Further, in the decentralized HPC computing cluster management method based on paxos algorithm, the multi-node job submission and resource management mechanism further includes:
when the number of the nodes in the cluster is lower than 1/2 of the total number of the nodes, sending a cluster shutdown application by the main management node;
the node receiving the application confirms all the nodes, if the result is consistent with the main management node, true is replied to the main management node, otherwise, false is replied;
when the number of the nodes replying the main management nodes is larger than that of the nodes sending the shutdown application, the main management nodes send shutdown instructions, all received nodes are off line, the management nodes are also off line automatically, and the cluster is broken down.

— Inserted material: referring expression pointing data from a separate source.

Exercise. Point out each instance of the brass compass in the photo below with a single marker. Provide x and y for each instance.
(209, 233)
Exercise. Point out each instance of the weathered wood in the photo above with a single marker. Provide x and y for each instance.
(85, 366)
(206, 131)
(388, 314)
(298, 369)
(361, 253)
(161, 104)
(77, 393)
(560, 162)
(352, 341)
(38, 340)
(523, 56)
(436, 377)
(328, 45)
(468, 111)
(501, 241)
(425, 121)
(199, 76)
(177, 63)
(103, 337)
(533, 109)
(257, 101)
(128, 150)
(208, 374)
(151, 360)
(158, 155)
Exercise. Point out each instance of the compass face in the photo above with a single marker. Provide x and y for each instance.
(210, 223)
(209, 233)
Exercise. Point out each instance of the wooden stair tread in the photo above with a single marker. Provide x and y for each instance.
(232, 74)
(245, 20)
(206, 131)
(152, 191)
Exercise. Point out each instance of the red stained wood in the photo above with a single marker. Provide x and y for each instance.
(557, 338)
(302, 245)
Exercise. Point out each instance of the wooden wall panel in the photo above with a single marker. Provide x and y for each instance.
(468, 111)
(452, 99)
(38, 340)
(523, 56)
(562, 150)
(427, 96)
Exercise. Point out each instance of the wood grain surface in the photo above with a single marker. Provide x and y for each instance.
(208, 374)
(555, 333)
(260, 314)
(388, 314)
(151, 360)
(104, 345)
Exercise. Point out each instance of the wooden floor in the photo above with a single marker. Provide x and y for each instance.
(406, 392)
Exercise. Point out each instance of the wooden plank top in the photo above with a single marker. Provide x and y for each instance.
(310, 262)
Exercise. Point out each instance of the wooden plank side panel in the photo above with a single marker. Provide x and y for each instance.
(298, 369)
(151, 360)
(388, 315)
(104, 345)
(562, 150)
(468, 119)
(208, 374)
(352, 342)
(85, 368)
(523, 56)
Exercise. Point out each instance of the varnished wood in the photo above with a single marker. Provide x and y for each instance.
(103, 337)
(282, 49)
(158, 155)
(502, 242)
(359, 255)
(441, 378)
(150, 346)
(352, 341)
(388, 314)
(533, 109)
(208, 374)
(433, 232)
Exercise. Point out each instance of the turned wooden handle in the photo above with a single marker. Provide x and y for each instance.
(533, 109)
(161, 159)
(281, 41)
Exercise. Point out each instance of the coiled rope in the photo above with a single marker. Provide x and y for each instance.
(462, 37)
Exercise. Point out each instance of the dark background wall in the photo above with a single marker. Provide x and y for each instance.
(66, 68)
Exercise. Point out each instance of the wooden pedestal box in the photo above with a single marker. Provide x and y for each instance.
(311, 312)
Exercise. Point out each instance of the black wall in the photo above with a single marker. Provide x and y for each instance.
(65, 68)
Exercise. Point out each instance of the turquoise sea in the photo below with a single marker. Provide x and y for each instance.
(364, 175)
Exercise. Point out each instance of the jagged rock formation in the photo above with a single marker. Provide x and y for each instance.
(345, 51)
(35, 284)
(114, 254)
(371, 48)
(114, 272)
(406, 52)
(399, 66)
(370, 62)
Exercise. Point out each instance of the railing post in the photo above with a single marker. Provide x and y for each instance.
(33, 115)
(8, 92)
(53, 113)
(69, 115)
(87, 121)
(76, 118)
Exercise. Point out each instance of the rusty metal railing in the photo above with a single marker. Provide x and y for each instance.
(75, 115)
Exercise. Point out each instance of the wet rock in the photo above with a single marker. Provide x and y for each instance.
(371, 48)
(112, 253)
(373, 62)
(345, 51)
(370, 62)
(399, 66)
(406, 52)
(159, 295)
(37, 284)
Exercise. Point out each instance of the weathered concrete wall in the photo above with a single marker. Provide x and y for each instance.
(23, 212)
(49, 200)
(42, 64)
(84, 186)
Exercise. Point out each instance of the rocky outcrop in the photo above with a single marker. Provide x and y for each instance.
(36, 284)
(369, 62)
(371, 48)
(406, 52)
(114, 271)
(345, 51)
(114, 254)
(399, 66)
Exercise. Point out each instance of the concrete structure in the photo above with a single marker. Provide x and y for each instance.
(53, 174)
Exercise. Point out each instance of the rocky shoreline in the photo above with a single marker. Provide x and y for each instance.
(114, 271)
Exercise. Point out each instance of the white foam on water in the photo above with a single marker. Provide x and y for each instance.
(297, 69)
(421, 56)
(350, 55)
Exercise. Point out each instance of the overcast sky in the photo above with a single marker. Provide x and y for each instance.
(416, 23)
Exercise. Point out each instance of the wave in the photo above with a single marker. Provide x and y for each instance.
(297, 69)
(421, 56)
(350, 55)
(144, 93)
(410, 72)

Furthermore, in the decentralized HPC computing cluster management method based on paxos algorithm, all services are in a stop state after the cluster is disassembled; if the current computing resources are enough to complete the computation in the running process of the existing operation, stopping the operation and waiting for the computation of the operation to be completed;
after the main management node sends out a job halt application, the job receiving services of all the nodes stop service, if the halt service is refused, the job receiving services of the available nodes are started again, and if the resources of the computing nodes are less than the resources of job running, the job is forcibly cancelled; and recorded in the shutdown log.
The invention also provides a cluster system for implementing the method.
Compared with the prior art, the invention has the following beneficial effects:
the invention can optimize the HPC high-performance job scheduling cluster from a single-master centralized cluster mode to a decentralized cluster mode, greatly improve the cluster availability due to the change of the mode, is not limited by single-point fault of the single-master centralized mode, improve the fault tolerance of the cluster by several orders of magnitude, make the fault more fit the actual scene, provide automatic high availability for the cluster, and do not need to finish the high availability by a third-party tool. Any node in the cluster can be a master node, so that the cluster can continue to work, automatic load balancing can be realized, a user can submit a job from any node, and any node can also schedule the job. The multi-node simultaneously provides services, automatic load balancing is realized, the bottleneck that the conventional HPC job scheduling software cannot adapt to a larger-scale cluster is solved, and the computing capability is exerted greatly.
Drawings
In order to more clearly illustrate the detailed description of the invention or the technical solutions in the prior art, the drawings used in the detailed description or the prior art description will be briefly described below. Throughout the drawings, like elements or portions are generally identified by like reference numerals. In the drawings, elements or portions are not necessarily drawn to scale.
FIG. 1 is a logical block diagram of one embodiment of a cluster implementation of a decentralized HPC computing cluster management method based on paxos algorithm in accordance with the present invention;
FIG. 2 is a flow chart of one embodiment of the method of the present invention.
Detailed Description
Embodiments of the present invention will be described in detail below with reference to the accompanying drawings. The following examples are only for illustrating the technical solutions of the present invention more clearly, and therefore are only examples, and the protection scope of the present invention is not limited thereby.
It is to be noted that, unless otherwise specified, technical or scientific terms used herein shall have the ordinary meaning as understood by those skilled in the art to which the invention pertains.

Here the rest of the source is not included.